La incoherencia al cuadrado

Gonzalo Pérez MataLa Razón

Todos creían que Pedro Sánchez abandonaba sus merecidas vacaciones para liderar personalmente la gestión de la crisis sanitaria. Eso es menospreciar la clarividencia del líder, capaz de mirar mucho más lejos que todos los demás.

Los maledicentes se empeñan en decir que se ha escondido detrás de los gobiernos autonómicos porque la cosa no pinta bien y si hubiese que tomar medidas de confinamiento que carguen con ello los presidentes autonómicos, no vaya a ser que alguna mente calenturienta le dé por pensar que es porque la desescalada se hizo mal.

También hay lenguas viperinas que afirman que si la pandemia estuviese controlada y la caída del PIB no fuese de las mayores entre los países de la OCDE, Sánchez daría una rueda de prensa diaria para que quedase clara su buena gestión.

En realidad, Sánchez, que nunca antepone sus intereses a los de los demás y tampoco le importa sufrir desgaste político por el bien de España, ha tomado esa decisión porque no quiere que le acusen de cesarismo.

Pero, claro, las buenas intenciones del presidente tienen algunos efectos secundarios. El primero es que sus enemigos intentan provocar cierto despiste en su electorado.

Un ejemplo es la Comunidad de Madrid, el argumento de sus malvados detractores es que, después de meses denunciado a la incompetente presidenta de la Comunidad de Madrid, de la polémica con las residencias de personas mayores, de la falta de rastreadores y de las instrucciones a los dirigentes madrileños para hacer una oposición más seria, de repente, se deja en manos de Díaz Ayuso toda la toma de decisiones.

Por otra parte, el hecho de que haya decidido que el tiempo de Ángel Gabilondo ha terminado en la Asamblea de Madrid y va a intentar que sea el próximo Defensor del Pueblo también se ha interpretado retorcidamente, es decir, la conclusión que sacan esos detractores es que para Sánchez, Díaz Ayuso muy bien y Gabilondo muy mal.

Eso es populismo derechista, claro está.
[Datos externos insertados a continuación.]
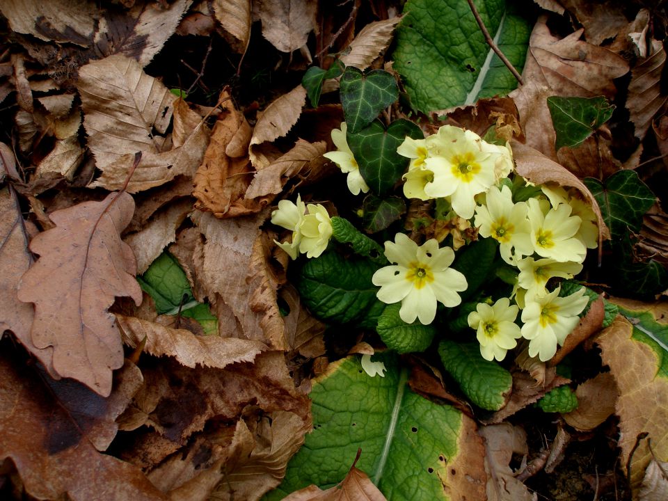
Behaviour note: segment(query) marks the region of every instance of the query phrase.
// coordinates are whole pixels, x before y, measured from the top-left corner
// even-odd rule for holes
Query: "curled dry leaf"
[[[109,501],[166,501],[138,468],[98,452],[82,436],[84,417],[73,420],[43,379],[7,347],[0,359],[0,460],[11,460],[29,495],[89,501],[104,493]]]
[[[56,227],[31,242],[40,258],[19,285],[19,299],[35,303],[33,342],[52,347],[55,372],[104,397],[111,390],[111,371],[123,365],[107,309],[116,296],[141,302],[132,250],[118,234],[134,210],[132,197],[120,192],[53,212]]]
[[[259,341],[195,335],[182,328],[170,328],[153,321],[116,315],[123,341],[132,348],[143,343],[143,351],[154,356],[174,357],[186,367],[223,367],[235,362],[252,362],[267,347]]]
[[[513,157],[516,163],[518,174],[536,184],[556,183],[562,186],[576,188],[583,198],[591,204],[591,209],[598,220],[598,241],[610,237],[610,232],[603,217],[601,209],[591,192],[584,184],[574,174],[567,170],[559,164],[552,161],[536,150],[527,146],[516,141],[511,141]]]
[[[596,374],[575,388],[578,408],[562,414],[564,420],[580,431],[593,430],[614,413],[619,391],[610,372]]]
[[[316,28],[317,4],[309,0],[258,0],[253,8],[262,22],[262,36],[282,52],[306,43]]]
[[[350,42],[349,51],[340,58],[341,62],[346,66],[366,70],[390,45],[392,34],[401,19],[392,17],[367,24]]]

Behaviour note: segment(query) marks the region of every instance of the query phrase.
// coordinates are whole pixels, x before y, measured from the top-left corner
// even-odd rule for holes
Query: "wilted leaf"
[[[408,168],[408,159],[397,152],[406,137],[424,138],[419,127],[404,118],[395,120],[387,129],[376,120],[358,132],[349,130],[347,136],[362,177],[378,195],[392,188]]]
[[[347,53],[341,56],[340,61],[345,66],[366,70],[390,45],[395,26],[400,20],[397,17],[369,23],[355,35]]]
[[[602,333],[598,343],[603,363],[610,367],[619,389],[615,408],[619,416],[621,463],[630,461],[631,486],[637,488],[652,460],[649,440],[639,440],[635,447],[641,432],[649,434],[655,458],[668,461],[668,328],[654,318],[665,319],[665,306],[660,304],[643,308],[639,303],[633,310],[620,311],[630,321],[618,317]]]
[[[353,356],[312,381],[313,431],[268,499],[335,484],[358,448],[357,467],[388,499],[484,498],[483,449],[473,421],[411,392],[408,369],[394,358],[382,360],[385,377],[369,377]]]
[[[479,2],[477,10],[499,48],[521,70],[529,40],[526,19],[509,12],[503,0]],[[411,0],[404,13],[393,67],[416,109],[426,113],[472,104],[517,86],[486,43],[467,3]]]
[[[84,416],[74,420],[35,369],[6,349],[0,361],[0,458],[15,465],[27,493],[72,501],[100,499],[101,493],[109,501],[166,501],[138,468],[98,452],[83,435]]]
[[[612,116],[614,106],[598,97],[548,97],[548,108],[557,133],[555,148],[575,148]]]
[[[348,67],[340,85],[349,134],[361,132],[399,97],[397,81],[391,73],[383,70],[363,73],[354,67]]]
[[[54,370],[105,397],[111,390],[111,371],[123,364],[120,337],[107,308],[115,296],[141,302],[134,257],[118,234],[134,210],[132,197],[120,192],[52,212],[56,228],[31,242],[40,257],[19,287],[19,299],[35,303],[33,342],[40,349],[53,347]]]
[[[316,28],[317,4],[308,0],[259,0],[257,15],[262,35],[282,52],[292,52],[306,43]]]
Sánchez lo que está haciendo es dar una segunda oportunidad al gobierno de la Comunidad porque todo el mundo la merece y, en un alarde de generosidad absoluta, de la misma manera que Manuel Fraga se bañó en Palomares, el presidente vive en Madrid y su familia usará los servicios educativos de la región y tendrá plena confianza en la gestión sanitaria que tanto criticó.

Y, en cuanto a Gabilondo, no hay más lectura que la que se ha ganado. De la misma manera que si eres hijo de la Casa de Alba te toca algún título nobiliario, si tienes un apellido respetable te corresponden nombramientos propuestos por el partido.

Pero siempre llega algún aguafiestas que plantea lo de los méritos. ¿Acaso no es meritorio nacer en la cuna adecuada? si fuese una cuestión tan sencilla no serían tan pocos los elegidos.

Por favor, no busquen incoherencias donde no las hay. Sánchez es muy coherente y si lo duda, es que es usted antipatriota.